John Hayes, a reporter for the Pittsburgh Post-Gazette, wrote correctly that “humans didn’t sprawl into their space, coyotes entered ours.”
Coyote biology and history is highly controversial, no two sources agreeing on any one piece of the story, but there seems to be an emerging agreement that the new northeaster coyote is a new kind of dog, bigger than the western coyote but smaller than the wolf. It’s a coyote-wolf-dog hybrid, mostly coyote, yes, but with others mixed in. Some biologists have even suggested it’s a new species, Canis oriens, the “eastern dog,” Canis being the genus name that dog, wolf, and coyote already share.
So a new species may have appeared in our lifetime. Like I said: evolution right before our eyes.

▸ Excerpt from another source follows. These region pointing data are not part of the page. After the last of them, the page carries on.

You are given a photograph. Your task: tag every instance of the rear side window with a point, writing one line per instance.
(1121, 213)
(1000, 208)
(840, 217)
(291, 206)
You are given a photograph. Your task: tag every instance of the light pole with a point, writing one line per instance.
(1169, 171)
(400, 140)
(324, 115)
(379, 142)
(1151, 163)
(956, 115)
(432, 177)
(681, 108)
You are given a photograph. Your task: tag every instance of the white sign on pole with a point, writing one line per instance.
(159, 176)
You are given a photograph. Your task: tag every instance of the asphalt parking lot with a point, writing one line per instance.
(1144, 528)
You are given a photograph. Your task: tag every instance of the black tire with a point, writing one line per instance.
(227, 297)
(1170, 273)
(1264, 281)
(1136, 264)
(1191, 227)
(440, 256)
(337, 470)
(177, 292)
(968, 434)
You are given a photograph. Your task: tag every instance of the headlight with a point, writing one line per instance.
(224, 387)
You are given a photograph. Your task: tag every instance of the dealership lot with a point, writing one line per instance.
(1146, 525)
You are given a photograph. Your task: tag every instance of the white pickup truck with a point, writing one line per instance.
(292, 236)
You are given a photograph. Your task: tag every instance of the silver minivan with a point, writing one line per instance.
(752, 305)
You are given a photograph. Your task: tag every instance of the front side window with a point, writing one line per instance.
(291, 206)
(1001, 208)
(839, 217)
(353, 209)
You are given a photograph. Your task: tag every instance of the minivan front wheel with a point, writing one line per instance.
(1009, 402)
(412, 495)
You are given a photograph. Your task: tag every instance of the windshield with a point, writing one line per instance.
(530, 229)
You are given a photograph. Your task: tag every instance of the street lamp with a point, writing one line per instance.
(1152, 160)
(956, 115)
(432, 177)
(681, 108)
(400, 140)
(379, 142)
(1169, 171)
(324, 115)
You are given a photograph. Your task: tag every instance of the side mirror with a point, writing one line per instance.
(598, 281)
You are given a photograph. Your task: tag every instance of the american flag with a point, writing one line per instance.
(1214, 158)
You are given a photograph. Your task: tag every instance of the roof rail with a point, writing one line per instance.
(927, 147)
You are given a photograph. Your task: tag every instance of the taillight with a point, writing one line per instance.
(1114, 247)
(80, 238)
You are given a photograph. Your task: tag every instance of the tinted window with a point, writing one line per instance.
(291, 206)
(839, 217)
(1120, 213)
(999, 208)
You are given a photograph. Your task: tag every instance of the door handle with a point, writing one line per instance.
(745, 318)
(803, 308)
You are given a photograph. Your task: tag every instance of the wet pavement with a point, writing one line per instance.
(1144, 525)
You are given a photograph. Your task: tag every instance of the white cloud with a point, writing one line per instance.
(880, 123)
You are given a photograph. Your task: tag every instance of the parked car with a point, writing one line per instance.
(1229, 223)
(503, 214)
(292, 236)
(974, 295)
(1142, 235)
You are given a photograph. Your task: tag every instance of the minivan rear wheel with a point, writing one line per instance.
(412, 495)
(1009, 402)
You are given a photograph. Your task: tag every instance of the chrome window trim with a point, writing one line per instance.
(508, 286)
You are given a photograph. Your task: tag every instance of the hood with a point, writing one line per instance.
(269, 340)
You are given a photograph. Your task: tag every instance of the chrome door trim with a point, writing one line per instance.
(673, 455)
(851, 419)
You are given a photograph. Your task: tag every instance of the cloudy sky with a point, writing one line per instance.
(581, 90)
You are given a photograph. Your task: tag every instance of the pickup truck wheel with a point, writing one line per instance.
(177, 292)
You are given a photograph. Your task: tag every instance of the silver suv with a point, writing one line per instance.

The Game Commission’s website also says the eastern coyote has stirred as much interest and emotion as any other animal in Pennsylvania. No kidding. Just last week, a Lower Merion Facebook page blew up with accounts of a coyote photographed in a Wynnewood yard, with the police having to reassure people to keep their pets indoors at night.

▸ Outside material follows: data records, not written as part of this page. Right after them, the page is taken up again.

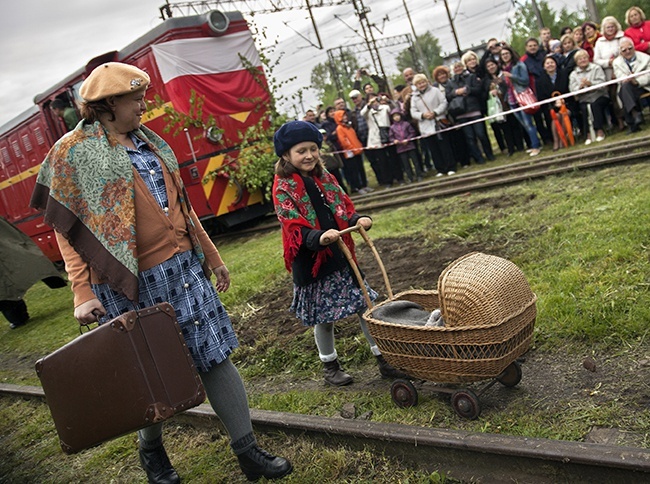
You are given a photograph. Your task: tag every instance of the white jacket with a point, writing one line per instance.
(375, 118)
(431, 100)
(640, 64)
(604, 50)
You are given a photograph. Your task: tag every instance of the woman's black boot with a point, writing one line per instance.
(256, 463)
(157, 466)
(389, 371)
(334, 374)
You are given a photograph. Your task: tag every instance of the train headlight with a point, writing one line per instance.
(214, 134)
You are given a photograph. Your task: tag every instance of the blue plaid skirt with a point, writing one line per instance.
(181, 282)
(335, 296)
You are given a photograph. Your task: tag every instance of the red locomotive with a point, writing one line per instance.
(203, 67)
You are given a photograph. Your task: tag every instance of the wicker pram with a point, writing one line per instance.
(489, 312)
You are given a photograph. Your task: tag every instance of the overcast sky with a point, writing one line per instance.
(43, 41)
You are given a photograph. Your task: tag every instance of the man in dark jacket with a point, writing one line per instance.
(534, 60)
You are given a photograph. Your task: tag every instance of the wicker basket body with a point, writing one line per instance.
(469, 349)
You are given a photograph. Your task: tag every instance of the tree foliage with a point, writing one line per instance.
(617, 8)
(333, 79)
(431, 51)
(524, 23)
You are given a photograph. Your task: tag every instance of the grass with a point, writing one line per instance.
(580, 238)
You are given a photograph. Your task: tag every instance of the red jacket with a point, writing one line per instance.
(346, 135)
(640, 35)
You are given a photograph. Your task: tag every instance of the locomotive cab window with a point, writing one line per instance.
(64, 113)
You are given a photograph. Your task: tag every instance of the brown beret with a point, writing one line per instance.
(113, 79)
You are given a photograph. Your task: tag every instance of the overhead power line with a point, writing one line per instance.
(170, 9)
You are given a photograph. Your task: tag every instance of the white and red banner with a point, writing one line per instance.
(212, 66)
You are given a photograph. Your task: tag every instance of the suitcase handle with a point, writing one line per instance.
(355, 267)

In Philadelphia, abandoned homes and trash-strewn streets are perfect for breeding large numbers of a variety of mammals, explaining the raccoons, skunks, and possums we see, not to mention that mice and rats we don’t. We’ve given coyotes a wide menu of easily available food, and should have expected this would happen eventually. Luckily, they are incredibly shy, and vanish when people are around—that’s really good.

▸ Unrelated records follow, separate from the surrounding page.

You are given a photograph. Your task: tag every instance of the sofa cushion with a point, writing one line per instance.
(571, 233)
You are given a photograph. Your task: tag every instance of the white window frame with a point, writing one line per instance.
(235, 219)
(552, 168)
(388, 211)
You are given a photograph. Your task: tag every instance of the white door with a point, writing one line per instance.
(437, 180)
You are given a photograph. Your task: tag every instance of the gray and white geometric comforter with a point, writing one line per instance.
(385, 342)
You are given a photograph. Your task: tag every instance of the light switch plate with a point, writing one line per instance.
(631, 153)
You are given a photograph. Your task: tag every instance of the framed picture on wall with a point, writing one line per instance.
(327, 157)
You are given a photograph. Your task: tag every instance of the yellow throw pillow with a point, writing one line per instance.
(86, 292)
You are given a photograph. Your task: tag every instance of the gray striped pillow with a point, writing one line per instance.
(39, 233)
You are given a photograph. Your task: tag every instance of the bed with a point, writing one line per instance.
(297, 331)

For me, we’ll never remove these new neighbors from our area: coyote eradication programs have always failed. They’ve adapted to us; the trick is to adapt as well to them. Rick Schubert, the director of the Schuylkill Center’s Wildlife Clinic, reminds us that “coyotes are conscious animals, with the same intelligence and capacity to suffer as your dog.” He’s hoping to spread compassion for these remarkably intelligent animals. And here at the Schuylkill Center, coyotes have likely been roaming across our property—and Upper Roxborough—for a long time now, and of the 30 people on staff year-round, only one of us has so far seen one. They are elusive and astonishingly quiet neighbors (I’ve left the Center late many evenings, and have never heard one).
So there are coyotes, or, better, coywolves, living in Roxborough. Let’s be smart, let’s be safe, and let me know what you see and where you see it. Perhaps the Schuylkill Center can serve as a central clearinghouse for new information about coyotes, and together we’ll learn to adapt to this new species.